Improved survival in people with cystic fibrosis (pwCF) presents new complexities of care, including CF-related bone disease, a common complication in older pwCF. The trajectory of bone loss with age in this population remains unclear. The objective of this study was to estimate the average rate of change in BMD in adults with CF. This retrospective study included adults with CF, aged 25-48 yr, followed between January 2000 and December 2021. Subjects with at least one DXA scan were included. Scans obtained posttransplantation, after the initiation of bisphosphonates or cystic fibrosis transmembrane conductance regulator modulator therapy was excluded. The primary outcome was BMD (g/cm2) at the LS and FN. A linear mixed-effects model with both random intercept and random slope terms was used to estimate the average annual change in BMD. A total of 1502 DXA scans in 500 adults (average age 28.4 y) were included. There was a statistically significant annual decline in BMD of -0.008 gm/cm2/yr (95% CI, -0.009 to -0.007) at the FN and -0.006 gm/cm2/yr (95% CI, -0.007 to -0.004) at the LS. Relative to BMD at age 25, there was a 18.8% decline at the FN by age 48 yr and a 11% decline at the LS. Pancreatic insufficient subjects had a faster rate of decline in BMD compared with pancreatic sufficient subjects. After adjusting for markers of disease severity, the annual rate of decline remained significant. Individuals with CF experience bone loss at an age when it is not anticipated, thereby entering early adulthood, where further bone loss is inevitable especially with the decrease in estrogen during menopause, with suboptimal BMD. As the CF population ages, it will become very important to consider interventions to maximize bone health.

摘要

囊性纤维化患者(pwCF)生存率的提高带来了新的护理复杂性,包括与CF相关的骨病,这是老年pwCF患者的常见并发症。

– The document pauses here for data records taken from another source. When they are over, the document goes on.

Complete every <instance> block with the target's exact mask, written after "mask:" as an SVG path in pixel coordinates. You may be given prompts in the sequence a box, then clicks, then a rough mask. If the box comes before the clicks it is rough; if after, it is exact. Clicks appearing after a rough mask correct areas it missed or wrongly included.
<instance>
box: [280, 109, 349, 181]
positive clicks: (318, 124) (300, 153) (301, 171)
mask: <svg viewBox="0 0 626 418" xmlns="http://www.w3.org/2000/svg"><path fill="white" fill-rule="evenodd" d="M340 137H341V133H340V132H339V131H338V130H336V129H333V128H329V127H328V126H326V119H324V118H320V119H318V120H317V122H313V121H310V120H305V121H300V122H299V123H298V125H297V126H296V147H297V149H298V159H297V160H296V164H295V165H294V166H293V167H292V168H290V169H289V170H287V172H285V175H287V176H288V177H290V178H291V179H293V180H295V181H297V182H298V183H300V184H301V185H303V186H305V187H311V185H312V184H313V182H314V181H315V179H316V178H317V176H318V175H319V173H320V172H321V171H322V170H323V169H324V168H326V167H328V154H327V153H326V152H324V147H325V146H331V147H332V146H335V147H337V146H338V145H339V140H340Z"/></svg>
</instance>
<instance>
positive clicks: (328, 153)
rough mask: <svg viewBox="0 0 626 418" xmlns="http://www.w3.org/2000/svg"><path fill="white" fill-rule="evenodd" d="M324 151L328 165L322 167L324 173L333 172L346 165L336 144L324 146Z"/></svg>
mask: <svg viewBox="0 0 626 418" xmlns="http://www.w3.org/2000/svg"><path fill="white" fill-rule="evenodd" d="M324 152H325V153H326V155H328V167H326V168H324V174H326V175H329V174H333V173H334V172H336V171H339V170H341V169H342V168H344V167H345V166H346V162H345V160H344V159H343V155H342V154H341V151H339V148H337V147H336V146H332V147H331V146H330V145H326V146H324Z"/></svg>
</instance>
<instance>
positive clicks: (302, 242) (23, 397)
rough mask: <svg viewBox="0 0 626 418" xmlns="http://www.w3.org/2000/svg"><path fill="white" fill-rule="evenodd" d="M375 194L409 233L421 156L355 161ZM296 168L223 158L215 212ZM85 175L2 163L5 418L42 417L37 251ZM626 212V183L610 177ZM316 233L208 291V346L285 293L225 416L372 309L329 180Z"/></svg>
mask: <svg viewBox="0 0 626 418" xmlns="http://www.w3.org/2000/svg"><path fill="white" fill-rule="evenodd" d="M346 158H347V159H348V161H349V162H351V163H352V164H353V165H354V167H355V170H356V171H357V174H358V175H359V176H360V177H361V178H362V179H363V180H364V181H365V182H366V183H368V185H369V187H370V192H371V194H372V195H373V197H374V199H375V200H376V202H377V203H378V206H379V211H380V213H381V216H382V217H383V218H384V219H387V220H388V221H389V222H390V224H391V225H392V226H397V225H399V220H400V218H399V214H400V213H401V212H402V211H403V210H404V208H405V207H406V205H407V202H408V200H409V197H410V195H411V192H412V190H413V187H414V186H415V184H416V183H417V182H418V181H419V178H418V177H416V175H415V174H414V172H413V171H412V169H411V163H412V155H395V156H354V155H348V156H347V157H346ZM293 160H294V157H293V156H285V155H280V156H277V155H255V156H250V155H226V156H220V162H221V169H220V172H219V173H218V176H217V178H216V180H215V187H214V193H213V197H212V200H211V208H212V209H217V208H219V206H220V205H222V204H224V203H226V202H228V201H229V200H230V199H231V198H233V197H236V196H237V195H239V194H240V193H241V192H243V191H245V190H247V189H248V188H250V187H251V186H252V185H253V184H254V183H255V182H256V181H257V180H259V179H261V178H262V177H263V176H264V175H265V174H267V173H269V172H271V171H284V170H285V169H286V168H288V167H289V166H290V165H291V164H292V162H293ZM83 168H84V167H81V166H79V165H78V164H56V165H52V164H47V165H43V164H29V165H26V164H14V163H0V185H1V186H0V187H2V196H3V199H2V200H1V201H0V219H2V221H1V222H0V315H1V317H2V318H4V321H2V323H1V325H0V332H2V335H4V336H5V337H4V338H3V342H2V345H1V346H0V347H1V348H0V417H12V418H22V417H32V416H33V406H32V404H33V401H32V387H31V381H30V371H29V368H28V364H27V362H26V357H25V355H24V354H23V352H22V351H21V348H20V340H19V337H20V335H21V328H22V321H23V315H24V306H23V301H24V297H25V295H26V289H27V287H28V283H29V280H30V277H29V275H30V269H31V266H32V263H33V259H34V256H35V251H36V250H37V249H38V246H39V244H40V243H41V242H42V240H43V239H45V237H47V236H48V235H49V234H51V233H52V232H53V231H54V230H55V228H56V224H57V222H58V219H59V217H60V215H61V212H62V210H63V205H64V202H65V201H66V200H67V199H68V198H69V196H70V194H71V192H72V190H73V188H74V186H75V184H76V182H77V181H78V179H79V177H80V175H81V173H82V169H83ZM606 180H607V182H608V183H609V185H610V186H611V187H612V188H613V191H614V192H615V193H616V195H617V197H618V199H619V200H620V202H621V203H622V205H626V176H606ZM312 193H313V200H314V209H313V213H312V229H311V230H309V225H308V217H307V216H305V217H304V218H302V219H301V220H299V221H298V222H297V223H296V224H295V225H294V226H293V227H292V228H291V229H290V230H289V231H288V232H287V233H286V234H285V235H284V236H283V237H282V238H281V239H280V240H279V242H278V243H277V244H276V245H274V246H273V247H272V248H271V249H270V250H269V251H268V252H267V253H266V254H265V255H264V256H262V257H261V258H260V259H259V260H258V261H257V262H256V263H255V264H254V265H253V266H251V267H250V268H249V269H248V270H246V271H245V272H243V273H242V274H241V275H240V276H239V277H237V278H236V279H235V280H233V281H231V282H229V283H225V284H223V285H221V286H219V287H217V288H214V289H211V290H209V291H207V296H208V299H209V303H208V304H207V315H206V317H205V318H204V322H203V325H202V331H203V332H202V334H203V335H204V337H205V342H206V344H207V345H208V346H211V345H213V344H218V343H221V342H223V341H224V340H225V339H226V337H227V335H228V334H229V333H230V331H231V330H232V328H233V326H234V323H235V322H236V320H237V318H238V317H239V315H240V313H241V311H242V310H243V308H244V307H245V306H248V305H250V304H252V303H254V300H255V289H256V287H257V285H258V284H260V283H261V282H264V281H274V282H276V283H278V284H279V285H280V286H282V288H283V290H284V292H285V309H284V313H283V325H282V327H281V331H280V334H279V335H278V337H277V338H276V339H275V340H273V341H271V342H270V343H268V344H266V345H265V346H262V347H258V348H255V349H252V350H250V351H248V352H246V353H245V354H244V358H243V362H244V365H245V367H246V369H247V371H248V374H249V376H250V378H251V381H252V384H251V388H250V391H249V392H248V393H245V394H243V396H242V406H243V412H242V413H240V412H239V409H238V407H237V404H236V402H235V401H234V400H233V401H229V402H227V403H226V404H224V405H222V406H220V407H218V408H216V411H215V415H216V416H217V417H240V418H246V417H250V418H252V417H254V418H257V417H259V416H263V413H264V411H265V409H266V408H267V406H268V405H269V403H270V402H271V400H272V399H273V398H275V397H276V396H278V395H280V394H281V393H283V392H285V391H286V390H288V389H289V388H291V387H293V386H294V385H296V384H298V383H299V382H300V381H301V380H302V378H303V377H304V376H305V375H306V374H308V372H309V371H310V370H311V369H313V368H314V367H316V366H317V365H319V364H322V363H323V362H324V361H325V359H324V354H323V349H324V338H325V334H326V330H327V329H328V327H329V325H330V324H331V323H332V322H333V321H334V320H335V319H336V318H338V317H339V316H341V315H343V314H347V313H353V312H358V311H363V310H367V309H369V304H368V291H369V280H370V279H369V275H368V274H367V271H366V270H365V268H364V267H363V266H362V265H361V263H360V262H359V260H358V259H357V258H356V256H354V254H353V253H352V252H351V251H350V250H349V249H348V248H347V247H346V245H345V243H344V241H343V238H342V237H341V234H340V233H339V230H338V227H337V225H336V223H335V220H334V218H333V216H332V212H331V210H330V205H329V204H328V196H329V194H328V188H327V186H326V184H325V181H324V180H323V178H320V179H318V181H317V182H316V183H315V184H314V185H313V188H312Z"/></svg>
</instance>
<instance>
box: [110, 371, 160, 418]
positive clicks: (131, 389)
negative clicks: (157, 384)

该人群中骨量随年龄的流失轨迹仍不清楚。本研究的目的是估计成年CF患者骨密度(BMD)的平均变化率。这项回顾性研究纳入了2000年1月至2021年12月期间随访的25至48岁成年CF患者。纳入至少进行过一次双能X线吸收法(DXA)扫描的受试者。排除移植后、开始使用双膦酸盐或囊性纤维化跨膜传导调节因子调节剂治疗后获得的扫描结果。主要结局是腰椎(LS)和股骨颈(FN)的骨密度(g/cm²)。使用具有随机截距和随机斜率项的线性混合效应模型来估计骨密度的平均年变化。共纳入了500名成年人(平均年龄28.4岁)的1502次DXA扫描。FN处骨密度的年下降具有统计学意义,为-0.008 g/cm²/年(95%置信区间,-0.009至-0.007),LS处为-0.006 g/cm²/年(95%置信区间,-0.007至-0.004)。相对于25岁时的骨密度,48岁时FN处骨密度下降了18.8%,LS处下降了11%。胰腺功能不全的受试者骨密度下降速度比胰腺功能正常的受试者更快。在调整疾病严重程度指标后,年下降率仍然显著。CF患者在未预期的年龄出现骨质流失,从而进入成年早期,在此期间进一步的骨质流失不可避免,尤其是在绝经期间雌激素减少且骨密度不理想的情况下。随着CF患者群体的老龄化,考虑采取干预措施以最大化骨骼健康将变得非常重要。